Stimulation to Improve Memory

Mild Cognitive Impairment Clinical Trial

STIM

Official title:
Testing High Definition Transcranial Direct Current Stimulation (HD-tDCS) as Treatment of Mild Cognitive Impairment

Clinical Trial Details — Status: Recruiting

Administrative data
NCT number NCT03875326
Other study ID # HUM00146180
Secondary ID 1R01AG058724
Status Recruiting
Phase N/A
First received
Last updated
Start date April 1, 2019
Est. completion date May 31, 2025

Study information
Verified date May 2024
Source University of Michigan
Contact Stephen M Schlaefflin, BS
Phone 734-936-7360
Email schlst@med.umich.edu
Is FDA regulated No
Health authority
Study type Interventional

Clinical Trial Summary

This study will test the effects of different doses of a form of non-invasive brain stimulation for the treatment of individuals with mild cognitive impairment (MCI) and dementia of the Alzheimer's Type (DAT).

Description:

This research study is being done to learn important information about the effects of weak electrical stimulation on brain functioning in those with mild cognitive impairment (MCI) and dementia of the Alzheimer's type (DAT). The findings will help determine "how much" stimulation is needed to enhance memory and thinking abilities, how it affects brain functioning, and who is most likely to benefit. Ultimately, this information may guide treatment efforts for those at various stages of Alzheimer's disease. The study will use brain imaging to see whether these treatments change how participants learn and remember information. Functional magnetic resonance imaging (fMRI) and positron emission tomography (PET) scans will be used. The study will also use cognitive tests and questionnaires to examine whether participants' memory (and related abilities) change because of treatment. The study will enroll participants with a diagnosis of MCI or DAT. It is expected but not required that participants will be co-enrolled in the University of Michigan Memory and Aging Project (UM-MAP; HUM00000382).

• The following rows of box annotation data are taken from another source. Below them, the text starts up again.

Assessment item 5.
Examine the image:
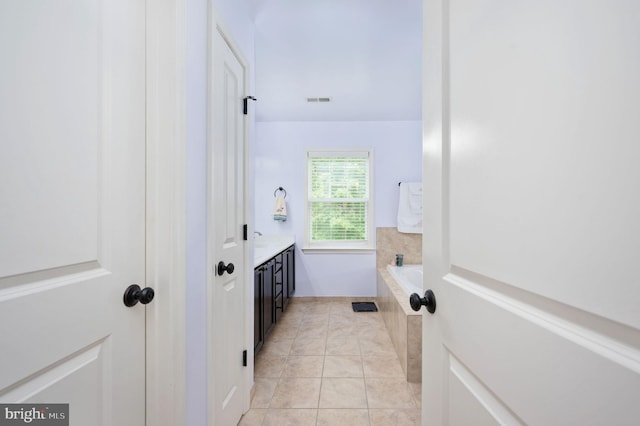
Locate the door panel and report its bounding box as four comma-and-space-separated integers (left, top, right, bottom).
0, 0, 145, 425
209, 29, 248, 424
423, 0, 640, 425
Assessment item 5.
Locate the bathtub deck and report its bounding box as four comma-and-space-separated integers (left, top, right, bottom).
376, 267, 422, 383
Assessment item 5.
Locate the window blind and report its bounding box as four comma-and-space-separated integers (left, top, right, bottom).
308, 152, 370, 242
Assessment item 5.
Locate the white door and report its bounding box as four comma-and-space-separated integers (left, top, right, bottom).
0, 0, 145, 426
208, 25, 247, 425
423, 0, 640, 425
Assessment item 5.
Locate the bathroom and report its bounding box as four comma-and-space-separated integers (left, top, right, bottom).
0, 0, 640, 426
246, 2, 422, 424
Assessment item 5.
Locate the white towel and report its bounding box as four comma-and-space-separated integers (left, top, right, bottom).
273, 197, 287, 222
398, 182, 422, 234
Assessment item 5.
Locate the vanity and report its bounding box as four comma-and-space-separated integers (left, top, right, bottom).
254, 235, 296, 354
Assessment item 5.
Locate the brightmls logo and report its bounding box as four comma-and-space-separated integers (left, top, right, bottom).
0, 404, 69, 426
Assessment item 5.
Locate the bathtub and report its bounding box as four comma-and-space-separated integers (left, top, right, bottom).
376, 265, 423, 383
387, 265, 423, 297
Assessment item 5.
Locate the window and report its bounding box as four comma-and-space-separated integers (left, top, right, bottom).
304, 150, 374, 251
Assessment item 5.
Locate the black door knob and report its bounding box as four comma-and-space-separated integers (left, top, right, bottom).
123, 284, 155, 307
409, 290, 436, 314
218, 261, 235, 275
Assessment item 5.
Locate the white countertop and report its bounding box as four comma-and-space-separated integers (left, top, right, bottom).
253, 235, 296, 268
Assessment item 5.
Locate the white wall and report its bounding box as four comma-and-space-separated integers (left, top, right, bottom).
253, 120, 422, 296
186, 0, 255, 426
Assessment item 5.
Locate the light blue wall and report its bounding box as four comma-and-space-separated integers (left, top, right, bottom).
253, 120, 422, 296
186, 0, 255, 426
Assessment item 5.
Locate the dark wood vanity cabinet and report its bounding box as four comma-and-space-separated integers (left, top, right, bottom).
254, 246, 296, 353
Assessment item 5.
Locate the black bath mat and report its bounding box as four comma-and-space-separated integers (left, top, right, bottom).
351, 302, 378, 312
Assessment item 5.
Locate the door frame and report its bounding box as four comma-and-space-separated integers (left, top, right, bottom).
145, 0, 187, 425
206, 9, 253, 425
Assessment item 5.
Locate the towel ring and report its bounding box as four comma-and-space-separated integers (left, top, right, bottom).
273, 186, 287, 198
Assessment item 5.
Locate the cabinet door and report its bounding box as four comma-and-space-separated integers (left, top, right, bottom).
285, 246, 296, 298
262, 260, 276, 339
253, 267, 264, 354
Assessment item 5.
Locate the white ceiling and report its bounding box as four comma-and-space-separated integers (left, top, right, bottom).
252, 0, 422, 121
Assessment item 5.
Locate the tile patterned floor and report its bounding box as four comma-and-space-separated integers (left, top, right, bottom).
239, 298, 421, 426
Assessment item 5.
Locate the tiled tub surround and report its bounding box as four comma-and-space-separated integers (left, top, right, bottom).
377, 266, 422, 383
376, 228, 422, 383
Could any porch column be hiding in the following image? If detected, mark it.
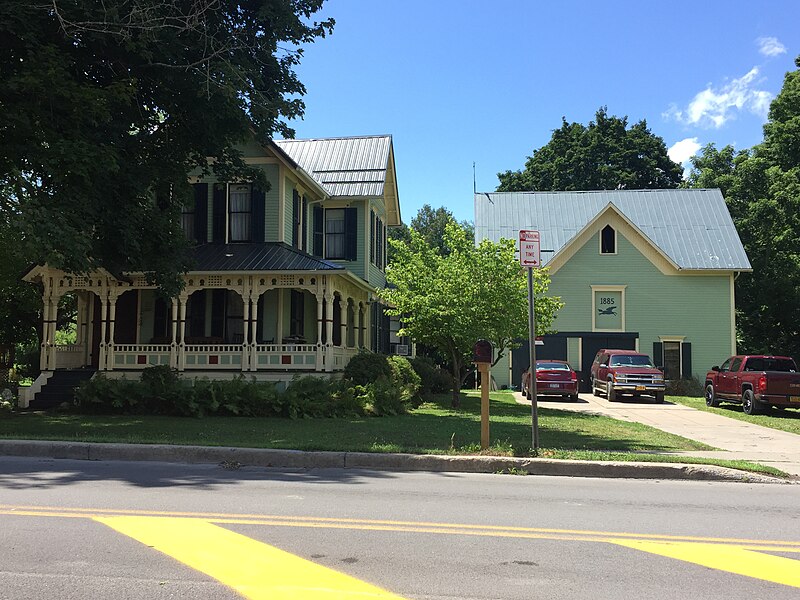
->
[98,290,108,371]
[325,294,333,373]
[169,298,180,369]
[339,297,350,348]
[106,292,118,371]
[178,294,189,371]
[364,302,376,351]
[242,293,251,371]
[39,295,55,371]
[250,296,260,371]
[275,288,284,344]
[314,294,325,371]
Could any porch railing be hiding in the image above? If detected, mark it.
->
[54,344,86,369]
[253,344,317,371]
[181,344,246,370]
[112,344,172,369]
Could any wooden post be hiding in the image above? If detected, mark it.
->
[478,363,490,450]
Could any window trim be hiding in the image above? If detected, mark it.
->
[225,182,253,244]
[323,207,347,260]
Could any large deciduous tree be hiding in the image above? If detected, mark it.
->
[497,107,683,192]
[381,221,562,407]
[687,57,800,360]
[0,0,333,289]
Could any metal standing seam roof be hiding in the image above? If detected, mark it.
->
[475,189,751,271]
[275,135,392,196]
[192,242,345,271]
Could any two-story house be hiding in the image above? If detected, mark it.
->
[25,136,401,408]
[475,189,751,391]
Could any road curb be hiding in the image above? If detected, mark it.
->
[0,440,786,483]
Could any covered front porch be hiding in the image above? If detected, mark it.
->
[28,260,372,374]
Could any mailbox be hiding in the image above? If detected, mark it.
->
[472,340,493,364]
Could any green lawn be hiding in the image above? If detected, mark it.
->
[0,392,781,475]
[0,392,711,456]
[669,396,800,434]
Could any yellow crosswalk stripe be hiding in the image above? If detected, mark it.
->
[612,540,800,588]
[94,516,402,600]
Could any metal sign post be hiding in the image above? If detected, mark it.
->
[519,229,542,454]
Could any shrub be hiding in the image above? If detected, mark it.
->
[74,373,148,414]
[388,356,422,407]
[360,377,409,417]
[344,351,392,385]
[410,356,453,401]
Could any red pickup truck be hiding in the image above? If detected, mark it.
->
[705,355,800,415]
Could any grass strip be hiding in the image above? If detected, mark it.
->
[0,391,781,475]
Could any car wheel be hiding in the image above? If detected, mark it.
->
[706,383,719,406]
[742,390,761,415]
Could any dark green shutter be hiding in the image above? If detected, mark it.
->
[292,190,300,248]
[369,210,375,265]
[314,206,325,257]
[653,342,664,370]
[192,183,208,244]
[250,189,266,242]
[212,183,227,244]
[344,208,358,260]
[299,196,308,250]
[681,342,692,378]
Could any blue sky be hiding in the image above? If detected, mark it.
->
[292,0,800,223]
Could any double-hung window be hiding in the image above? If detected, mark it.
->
[228,183,253,242]
[181,199,195,240]
[325,208,345,259]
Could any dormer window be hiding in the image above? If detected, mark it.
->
[600,225,617,254]
[228,183,253,242]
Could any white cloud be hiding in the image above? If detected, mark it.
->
[756,37,786,56]
[667,137,702,167]
[663,67,772,129]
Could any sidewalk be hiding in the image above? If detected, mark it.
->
[515,393,800,476]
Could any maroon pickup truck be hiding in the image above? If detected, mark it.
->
[706,355,800,415]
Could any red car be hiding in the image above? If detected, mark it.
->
[522,360,578,401]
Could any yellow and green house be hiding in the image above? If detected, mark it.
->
[475,189,751,389]
[20,135,401,406]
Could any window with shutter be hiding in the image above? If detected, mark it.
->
[228,183,253,242]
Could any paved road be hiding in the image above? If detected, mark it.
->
[0,457,800,600]
[515,393,800,476]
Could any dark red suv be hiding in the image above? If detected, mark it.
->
[591,350,664,402]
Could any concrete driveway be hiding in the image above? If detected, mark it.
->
[515,392,800,476]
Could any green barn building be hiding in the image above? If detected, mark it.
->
[475,189,751,390]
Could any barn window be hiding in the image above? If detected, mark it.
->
[600,225,617,254]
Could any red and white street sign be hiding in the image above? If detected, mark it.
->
[519,229,542,267]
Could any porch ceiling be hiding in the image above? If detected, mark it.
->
[192,242,345,271]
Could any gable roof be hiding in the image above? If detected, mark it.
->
[475,189,751,271]
[275,135,392,196]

Recruitment information / eligibility
Status Recruiting
Enrollment 240
Est. completion date May 31, 2025
Est. primary completion date May 31, 2025
Accepts healthy volunteers No
Gender All
Age group 55 Years and older
Eligibility Inclusion Criteria: 1. Diagnosis of Mild Cognitive Impairment (MCI) or dementia of the Alzheimer's type (DAT) 2. Must be MRI compatible, criteria that also apply for High Definition transcranial direct current stimulation (HD-tDCS; e.g., absence of metallic or electronic implants in the upper body or head) 3. Stable on relevant medications for at least 4 weeks prior to study enrollment Exclusion Criteria: 1. Certain neurological diseases 2. Certain psychiatric conditions 3. Severe sensory impairment

Study Design

Related Conditions & MeSH terms

Intervention

Device:
1 mA HD-tDCS
Participants will receive HD-tDCS at 1 mA for 30 minutes, for between 5-30 sessions.
2 mA HD-tDCS
Participants will receive HD-tDCS at 2 mA for 30 minutes, for between 5-30 sessions.
3 mA HD-tDCS
Participants will receive HD-tDCS at 3 mA for 30 minutes, for between 5-30 sessions.
Sham
Participants will receive sham (placebo) HD-tDCS for 30 minutes, for between 5-30 sessions.

Locations
Country Name City State
United States University of Michigan Ann Arbor Michigan

Sponsors (2)
Lead Sponsor Collaborator
University of Michigan National Institute on Aging (NIA)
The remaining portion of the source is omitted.